Trotz moderner Medien bleibt unsere Siedlung lebendig: Weihnachtsfeiern, Konzerte, Feste und Turniere bringen die Menschen zusammen. Ältere Mitbewohner werden von unserer Seniorenbeauftragten liebevoll betreut.

Am 29. August 2009 feierten wir unser 75-jähriges Bestehen – voller Dankbarkeit und Stolz auf das Erreichte. Was Generationen vor uns aufgebaut haben, setzen wir mit Engagement und Herzblut fort. Möge das Leben in unserer Siedlung auch in Zukunft harmonisch, lebendig und gemeinschaftlich bleiben.

2010
Das Gemeinschaftshaus wurde modernisiert (u. a. neue Fliesen, Boiler und Teppich). Nach einem Heizungsausfall im Januar musste die Heizungsanlage aufwendig repariert werden. Auch die Straßenbeleuchtung im Bereich „Am Rudower Waldrand“ wurde punktgenau instand gesetzt. Die Vereinssatzung wurde gemäß neuem Vereinsrecht überarbeitet. Seit Ende 2010 ist die Siedlung mit einer eigenen Website online vertreten.

2011
Die Siedlungsbegehung brachte erneut Lob für den gepflegten Eindruck der Anlage. Die überarbeitete Satzung wurde beim Amtsgericht registriert und die Gemeinnützigkeit bestätigt. Erste Schritte zur baulichen Sanierung des Gemeinschaftshauses wurden eingeleitet.

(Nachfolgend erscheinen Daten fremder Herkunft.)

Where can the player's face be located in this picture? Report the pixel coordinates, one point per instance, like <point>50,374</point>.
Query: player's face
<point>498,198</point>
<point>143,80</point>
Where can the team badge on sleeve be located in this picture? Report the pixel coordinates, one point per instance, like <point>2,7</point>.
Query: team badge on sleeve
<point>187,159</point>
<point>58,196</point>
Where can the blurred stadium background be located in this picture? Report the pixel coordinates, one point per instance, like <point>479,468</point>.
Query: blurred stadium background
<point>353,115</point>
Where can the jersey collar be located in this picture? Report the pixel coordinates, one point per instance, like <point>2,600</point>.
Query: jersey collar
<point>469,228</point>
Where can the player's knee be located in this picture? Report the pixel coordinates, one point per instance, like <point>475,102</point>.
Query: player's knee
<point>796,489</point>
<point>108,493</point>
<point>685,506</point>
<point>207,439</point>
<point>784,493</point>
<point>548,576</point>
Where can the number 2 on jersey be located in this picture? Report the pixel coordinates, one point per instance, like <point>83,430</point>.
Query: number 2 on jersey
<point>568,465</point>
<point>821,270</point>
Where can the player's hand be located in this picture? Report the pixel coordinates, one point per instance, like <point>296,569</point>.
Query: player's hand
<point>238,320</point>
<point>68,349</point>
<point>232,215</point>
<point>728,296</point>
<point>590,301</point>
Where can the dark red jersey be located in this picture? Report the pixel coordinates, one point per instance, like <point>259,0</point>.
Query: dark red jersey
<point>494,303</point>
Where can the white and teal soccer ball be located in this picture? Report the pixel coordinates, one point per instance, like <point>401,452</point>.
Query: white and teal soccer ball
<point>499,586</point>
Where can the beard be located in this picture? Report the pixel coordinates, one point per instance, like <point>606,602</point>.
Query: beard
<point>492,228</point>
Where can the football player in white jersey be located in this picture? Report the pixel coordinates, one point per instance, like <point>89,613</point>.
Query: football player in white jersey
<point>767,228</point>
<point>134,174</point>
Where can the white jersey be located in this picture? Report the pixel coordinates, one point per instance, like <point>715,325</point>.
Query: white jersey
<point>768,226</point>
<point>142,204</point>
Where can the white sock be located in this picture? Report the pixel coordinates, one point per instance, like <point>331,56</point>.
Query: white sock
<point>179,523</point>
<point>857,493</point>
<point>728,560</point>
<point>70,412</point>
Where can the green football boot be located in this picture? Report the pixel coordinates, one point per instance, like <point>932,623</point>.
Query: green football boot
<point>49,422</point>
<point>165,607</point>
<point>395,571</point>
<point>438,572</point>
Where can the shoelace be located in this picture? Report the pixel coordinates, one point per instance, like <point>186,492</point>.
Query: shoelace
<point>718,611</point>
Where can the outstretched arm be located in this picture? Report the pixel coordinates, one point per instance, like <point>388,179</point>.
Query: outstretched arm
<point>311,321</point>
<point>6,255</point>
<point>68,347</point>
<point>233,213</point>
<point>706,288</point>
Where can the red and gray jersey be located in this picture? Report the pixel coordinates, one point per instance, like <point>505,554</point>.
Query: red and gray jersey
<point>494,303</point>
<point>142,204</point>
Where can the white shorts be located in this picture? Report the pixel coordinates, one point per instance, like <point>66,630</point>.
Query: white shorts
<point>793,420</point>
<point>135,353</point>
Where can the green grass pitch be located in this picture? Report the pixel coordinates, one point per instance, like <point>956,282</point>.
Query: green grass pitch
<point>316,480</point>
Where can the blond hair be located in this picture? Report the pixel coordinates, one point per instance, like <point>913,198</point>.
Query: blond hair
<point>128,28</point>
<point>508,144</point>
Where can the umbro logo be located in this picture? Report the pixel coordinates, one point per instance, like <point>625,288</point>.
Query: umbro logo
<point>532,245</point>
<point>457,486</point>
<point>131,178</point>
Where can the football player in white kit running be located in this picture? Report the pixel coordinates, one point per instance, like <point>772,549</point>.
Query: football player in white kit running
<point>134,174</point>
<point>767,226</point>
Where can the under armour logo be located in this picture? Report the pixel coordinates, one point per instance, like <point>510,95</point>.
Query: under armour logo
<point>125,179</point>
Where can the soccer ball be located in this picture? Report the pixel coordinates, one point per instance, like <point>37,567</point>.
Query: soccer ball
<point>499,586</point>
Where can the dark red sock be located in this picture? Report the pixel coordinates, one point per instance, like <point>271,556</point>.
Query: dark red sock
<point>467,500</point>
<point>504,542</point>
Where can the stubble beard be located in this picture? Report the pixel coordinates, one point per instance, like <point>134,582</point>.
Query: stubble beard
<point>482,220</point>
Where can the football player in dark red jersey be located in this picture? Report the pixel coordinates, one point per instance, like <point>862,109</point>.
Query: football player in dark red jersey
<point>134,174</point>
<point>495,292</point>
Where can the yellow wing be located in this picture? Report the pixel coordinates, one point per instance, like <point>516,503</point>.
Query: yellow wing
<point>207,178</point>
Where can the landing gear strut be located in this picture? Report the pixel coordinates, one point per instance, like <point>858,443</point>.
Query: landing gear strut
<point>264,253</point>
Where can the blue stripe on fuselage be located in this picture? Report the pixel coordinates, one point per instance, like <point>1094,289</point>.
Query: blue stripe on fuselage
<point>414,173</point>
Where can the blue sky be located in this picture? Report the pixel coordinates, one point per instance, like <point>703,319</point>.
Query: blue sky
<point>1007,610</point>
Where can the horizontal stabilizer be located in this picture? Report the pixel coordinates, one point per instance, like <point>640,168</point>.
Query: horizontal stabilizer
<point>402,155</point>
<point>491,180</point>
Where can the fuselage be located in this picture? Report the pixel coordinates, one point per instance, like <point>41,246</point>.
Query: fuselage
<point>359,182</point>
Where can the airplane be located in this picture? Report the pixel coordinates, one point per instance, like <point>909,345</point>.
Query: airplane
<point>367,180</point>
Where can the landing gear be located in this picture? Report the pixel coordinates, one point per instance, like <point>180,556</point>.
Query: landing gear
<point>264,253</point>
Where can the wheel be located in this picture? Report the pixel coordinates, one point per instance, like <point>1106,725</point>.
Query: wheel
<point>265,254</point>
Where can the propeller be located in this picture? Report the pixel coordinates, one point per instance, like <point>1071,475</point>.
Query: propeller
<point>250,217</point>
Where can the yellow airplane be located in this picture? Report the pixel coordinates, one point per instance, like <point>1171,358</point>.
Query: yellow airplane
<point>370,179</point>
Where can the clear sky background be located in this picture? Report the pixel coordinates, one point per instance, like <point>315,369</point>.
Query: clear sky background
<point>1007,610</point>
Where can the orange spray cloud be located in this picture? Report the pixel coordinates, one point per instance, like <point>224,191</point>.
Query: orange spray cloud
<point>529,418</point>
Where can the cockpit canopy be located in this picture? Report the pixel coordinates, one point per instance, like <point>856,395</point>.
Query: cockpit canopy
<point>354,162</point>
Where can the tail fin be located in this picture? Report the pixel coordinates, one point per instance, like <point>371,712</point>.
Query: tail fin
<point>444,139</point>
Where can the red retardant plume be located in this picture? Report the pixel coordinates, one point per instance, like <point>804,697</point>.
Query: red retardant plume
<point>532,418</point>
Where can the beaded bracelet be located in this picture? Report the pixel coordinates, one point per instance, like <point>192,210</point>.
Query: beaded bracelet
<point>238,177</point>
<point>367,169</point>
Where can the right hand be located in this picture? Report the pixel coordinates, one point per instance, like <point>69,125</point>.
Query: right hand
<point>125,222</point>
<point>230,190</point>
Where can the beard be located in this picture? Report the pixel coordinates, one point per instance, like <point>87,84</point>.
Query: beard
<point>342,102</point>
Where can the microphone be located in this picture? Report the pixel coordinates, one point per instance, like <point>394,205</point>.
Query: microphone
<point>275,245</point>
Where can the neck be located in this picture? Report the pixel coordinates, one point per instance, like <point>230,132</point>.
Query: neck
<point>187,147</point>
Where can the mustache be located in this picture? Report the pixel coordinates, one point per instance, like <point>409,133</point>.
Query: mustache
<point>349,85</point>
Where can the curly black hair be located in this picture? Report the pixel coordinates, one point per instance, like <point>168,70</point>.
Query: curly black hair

Ein Konzept zur Verkehrsberuhigung wurde erarbeitet.

2012
Es wurden Reparaturen an Heizung und Dach durchgeführt sowie Laternen und Straßenpoller gestrichen. Erstmalig wurde die Erfassung von Gemeinschaftsarbeitsstunden eingeführt, was zu einem soliden Beitrag für den Gemeinschaftsfonds führte.

2013
Eine Arbeitsgruppe zur Dachsanierung wurde gegründet; ein Gutachten bestätigte die gute Bausubstanz, sodass lediglich eine neue Isolierung und Eindeckung nötig sind.

2014
Ein besonderes Ereignis war ein vom ADAC organisiertes Oldtimer-Treffen auf unserem Gelände. Sowie die Anschaffungen eines Rasentraktor wurden getätigt.

2015
Das Veranstaltungsprogramm wurde fortgesetzt, erneut fand ein ADAC-Oldtimer-Treffen statt. Ein erster großer Meilenstein der Gemeinschaftshaus-Sanierung wurde mit der Dacherneuerung abgeschlossen.

2016
Ein Runder Tisch wurde zur Überarbeitung der Bau- und Gestaltungsrichtlinien einberufen.

2019
Die 85-Jahr-Feier war mit prominenter Teilnahme ein besonderes Highlight.

2020
Wegen der Pandemie entfielen Jahreshauptversammlung und Feste. Die Jahreshauptversammlung wurde schriftlich durchgeführt. Die Sanierung des Gemeinschaftshauses stand im Fokus: Fenster und Strom wurden erneuert, der Saal komplett renoviert. Das Fundament wurde freigelegt und isoliert.

2021
Die Pandemie bestimmte weiterhin das Jahr. Die Sanierung des Gemeinschaftshauses wurde fortgesetzt, besonders hervorzuheben ist der komplette Küchenumbau und die Renovierung, die in Gemeinschaftsarbeit erledigt wurden.